New study bridges a long-standing gap in river science

Multi-threaded channels of the Brahmaputra River, Bangladesh. Credit: Earth Science and Remote Sensing Unit, NASA Johnson Space Center

Geographers have finally figured out why some rivers form single channels, while others divide into many interwoven threads. Their findings, published in the journal Science, could transform flood planning and river restoration efforts.

“The question of what causes a river to be single-threaded or multi-threaded is pretty much as old as the field of geomorphology,” says Associate Professor Vamsi Ganti, senior author of the study at the University of California Santa Barbara.

“We found that rivers will develop multiple channels if they erode their banks faster than they deposit sediment on their opposing banks,” adds lead author Dr Austin Chadwick. “This causes a channel to widen and divide over time.”

Ganti, Chadwick and co-author Dr Evan Greenberg tracked the erosion and deposition that occurred on the banks of 84 rivers around the world. They analysed 36 years (1985–2021) of global satellite imagery with an image-processing algorithm.

The algorithm, which was originally designed to track particle motion in laboratory photos of fluid, was adapted to track channel position in floodplains.

They found that erosion and deposition are balanced in single-threaded rivers. As a result, the channel’s width remains constant which allows it to form meandering paths with wide bends.

In multi-channel rivers, the sediment eroded from the banks is instead redeposited on the river bottom. This imbalance causes the river to widen, and forms islands and bars that separate out different channels.

These dynamics occur when rivers are in their “steady state” – neither growing nor shrinking.

“It is not like multi-threaded rivers are gaining water on average. They are still conveying the same amount of water through time, but they are doing that by constantly shuffling the size of the individual threads,” says Ganti.

Rivers can follow one of 2 trajectories depending on the balance between bank erosion and deposition.
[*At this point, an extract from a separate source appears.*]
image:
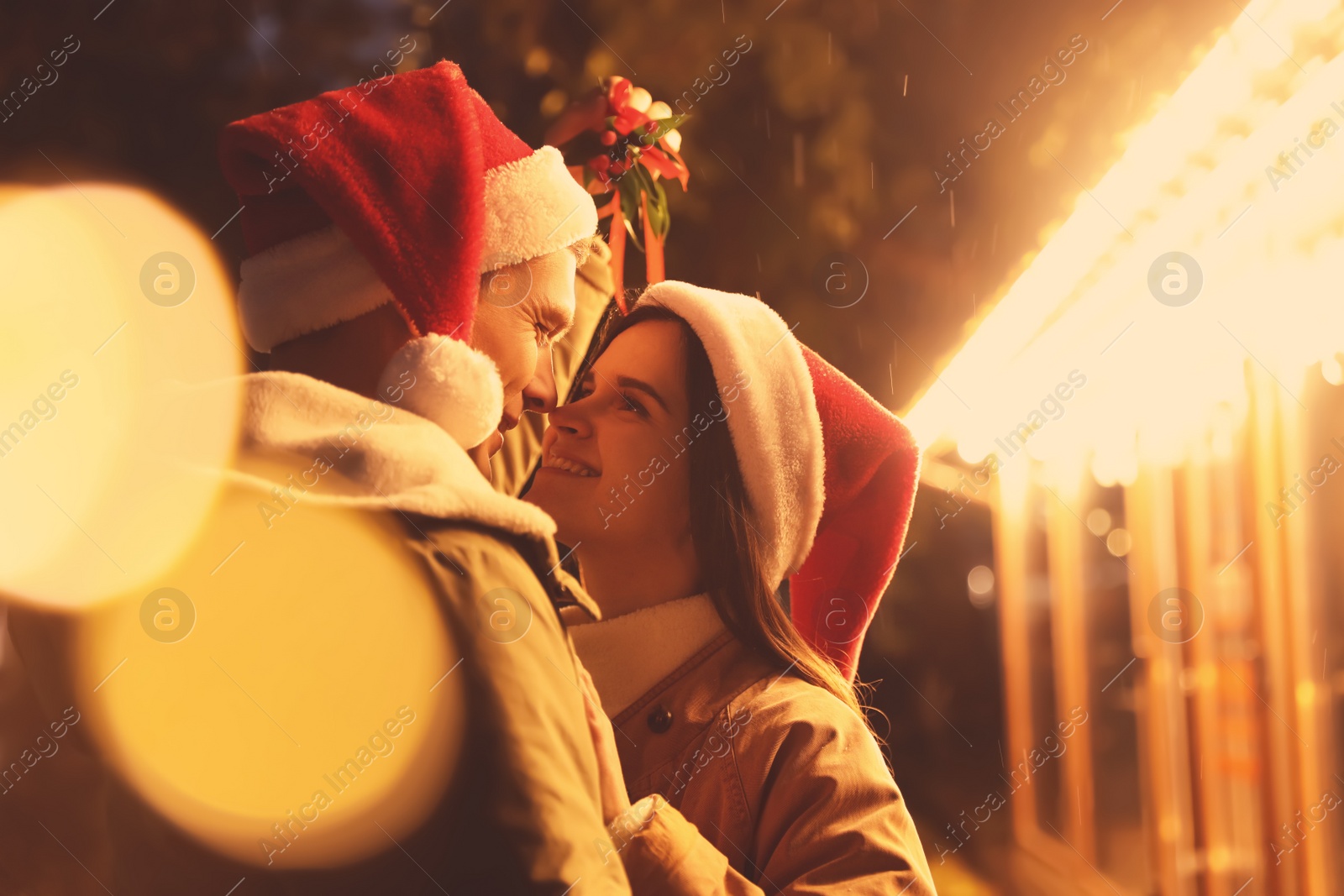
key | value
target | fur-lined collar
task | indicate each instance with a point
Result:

Credit: Chadwick et al. (CC BY-NC-ND)

Various geographic factors affect the balance between riverbank deposition and erosion, which explains why single- and multi-threaded rivers often occur in distinct environments. For example, multi-threaded channels favour higher water discharge, coarser sediment, and steeper slopes.

Channel patterns shape flood risks, erosion hazards, and ecosystem services for the more than 3 billion people who inhabit river corridors worldwide.
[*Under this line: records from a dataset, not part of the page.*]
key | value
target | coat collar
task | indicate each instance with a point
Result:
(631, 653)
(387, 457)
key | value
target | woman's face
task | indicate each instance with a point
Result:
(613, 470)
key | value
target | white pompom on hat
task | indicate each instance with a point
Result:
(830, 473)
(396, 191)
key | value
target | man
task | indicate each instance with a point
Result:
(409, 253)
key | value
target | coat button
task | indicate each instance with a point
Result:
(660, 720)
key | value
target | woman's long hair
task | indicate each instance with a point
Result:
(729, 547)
“There is growing recognition that many rivers have historically transitioned from multithread to single-thread patterns after human interference (e.g., damming, diking, sediment mining, clearing and snagging, agricultural development),” write the authors.

“Sustainable, nature-based river management aims to restore rivers to their natural channel patterns, but the success of these multibillion-dollar efforts hinges on understanding channel-pattern origins – especially where predisturbance channel patterns are unknown.”

The team devised a formula for figuring out how wide of a corridor a given river requires to return to its natural state, how long it will take to do so, and whether it returns to a single- or multi-channel state.

They found that restoration widths and times vary widely between single and multi-threaded rivers. A single-threaded river requires about 10 times more space and time to reestablish itself compared to a multi-threaded river of the same stream power (the amount of energy the stream has to erode and move sediment).

These insights will help guide infrastructure and revitalisation projects. 

“River scientists, engineers, and managers have historically favoured single-thread channels in restoration, hazard mitigation, landscaping, and research,” the authors write.

“This stems from the hazards of widespread lateral erosion along multithread channels, which we identify as a mechanistic cause of their formation. Despite these risks, excess erosion can facilitate the restoration of riverine ecosystems.

“Nature-based restoration solutions, such as embankment removal, are more effective for multithread channels, which require less time and space to reestablish their channel pattern. Our findings suggest a promising future for nature-based restoration in ecologically rich, historically multithreaded river corridors.”